The testimony was delivered by UTU Associate General Counsel Dan Elliott as part of a Surface Transportation Board examination of railroad deregulation, which began 25 years ago with the passage of the Staggers Rail Act in 1980.
"There is no dispute that the Staggers Rail Act improved rail profits and service quality by relaxing restrictions on pricing and easing abandonment procedures," the UTU said.
"These improvements helped the rail industry move from the brink of disaster at that time back to good health over the past 25 years. For this, UTU is obviously thankful since its members' jobs and wages would have been at risk if the industry had collapsed as is evidenced by the present situation in the air industry.
"However, throughout this period of prosperity, it seems that the supporters of the Staggers Act have forgotten why many of the gains to the rail industry occurred during this time period. The biggest cost decrease was achieved on the backs of the employees. Rail employment dropped precipitously from 457,000 workers on Class I railroads to fewer than 200,000 today.
"With this major decline in employment and some modest output growth, labor productivity increased significantly.
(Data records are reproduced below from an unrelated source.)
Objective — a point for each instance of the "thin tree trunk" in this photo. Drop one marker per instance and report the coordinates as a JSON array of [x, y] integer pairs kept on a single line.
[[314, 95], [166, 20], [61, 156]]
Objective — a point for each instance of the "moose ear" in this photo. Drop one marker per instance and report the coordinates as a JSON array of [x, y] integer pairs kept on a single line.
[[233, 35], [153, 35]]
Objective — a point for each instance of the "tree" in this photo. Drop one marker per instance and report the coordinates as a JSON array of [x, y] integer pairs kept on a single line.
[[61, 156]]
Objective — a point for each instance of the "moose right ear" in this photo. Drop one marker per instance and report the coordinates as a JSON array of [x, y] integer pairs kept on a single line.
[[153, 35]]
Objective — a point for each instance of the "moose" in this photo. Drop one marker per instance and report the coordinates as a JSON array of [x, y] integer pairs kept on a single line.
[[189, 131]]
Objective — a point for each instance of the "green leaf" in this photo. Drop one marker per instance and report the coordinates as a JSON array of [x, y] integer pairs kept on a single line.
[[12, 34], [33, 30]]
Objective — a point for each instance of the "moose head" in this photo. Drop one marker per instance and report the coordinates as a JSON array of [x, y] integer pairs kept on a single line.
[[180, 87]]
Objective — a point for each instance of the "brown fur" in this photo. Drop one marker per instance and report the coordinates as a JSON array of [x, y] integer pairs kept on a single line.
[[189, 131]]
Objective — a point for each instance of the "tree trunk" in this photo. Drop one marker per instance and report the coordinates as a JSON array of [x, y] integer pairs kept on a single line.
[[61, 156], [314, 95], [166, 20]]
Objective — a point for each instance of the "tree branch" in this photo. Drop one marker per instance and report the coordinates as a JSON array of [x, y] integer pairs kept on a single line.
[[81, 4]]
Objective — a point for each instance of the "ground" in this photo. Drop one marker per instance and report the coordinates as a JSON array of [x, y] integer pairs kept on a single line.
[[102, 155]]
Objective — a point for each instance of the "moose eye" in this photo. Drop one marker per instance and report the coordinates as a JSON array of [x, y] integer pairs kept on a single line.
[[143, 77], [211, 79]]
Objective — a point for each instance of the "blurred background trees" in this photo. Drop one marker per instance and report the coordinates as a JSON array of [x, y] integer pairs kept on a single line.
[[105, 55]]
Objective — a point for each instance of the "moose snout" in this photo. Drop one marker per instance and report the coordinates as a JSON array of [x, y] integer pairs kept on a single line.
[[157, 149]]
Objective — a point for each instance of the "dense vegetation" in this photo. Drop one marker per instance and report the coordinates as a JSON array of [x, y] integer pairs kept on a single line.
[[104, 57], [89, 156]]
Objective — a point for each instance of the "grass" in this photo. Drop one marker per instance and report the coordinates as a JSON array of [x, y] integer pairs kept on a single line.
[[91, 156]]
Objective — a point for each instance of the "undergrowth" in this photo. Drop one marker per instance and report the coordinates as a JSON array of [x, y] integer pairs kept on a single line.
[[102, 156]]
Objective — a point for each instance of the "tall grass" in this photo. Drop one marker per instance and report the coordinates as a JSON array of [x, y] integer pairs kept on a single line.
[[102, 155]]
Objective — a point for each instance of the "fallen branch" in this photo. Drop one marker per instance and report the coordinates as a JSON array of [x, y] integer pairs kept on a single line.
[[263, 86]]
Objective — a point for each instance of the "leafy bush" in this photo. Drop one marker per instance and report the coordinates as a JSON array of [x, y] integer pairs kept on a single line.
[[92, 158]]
In essence, the Staggers Act seemed to take money from the working men and women in this industry and move it into the pockets of the mega-railroads, who were struggling at that time.
"The focus of the Staggers Act obviously was on rates; yet it was somehow turned on its head to give the rail industry a free crack at its labor force under the guise of deregulation.
"It become the prevailing rail industry theory that markets in which Class I railroads were less able to operate track profitably might produce profits for smaller, non-union local carriers. By creating short-line and regional railroads out of this less profitable track of the Class I railroads, local rail service began to be preserved, by using non-union labor and the more flexible rate structure.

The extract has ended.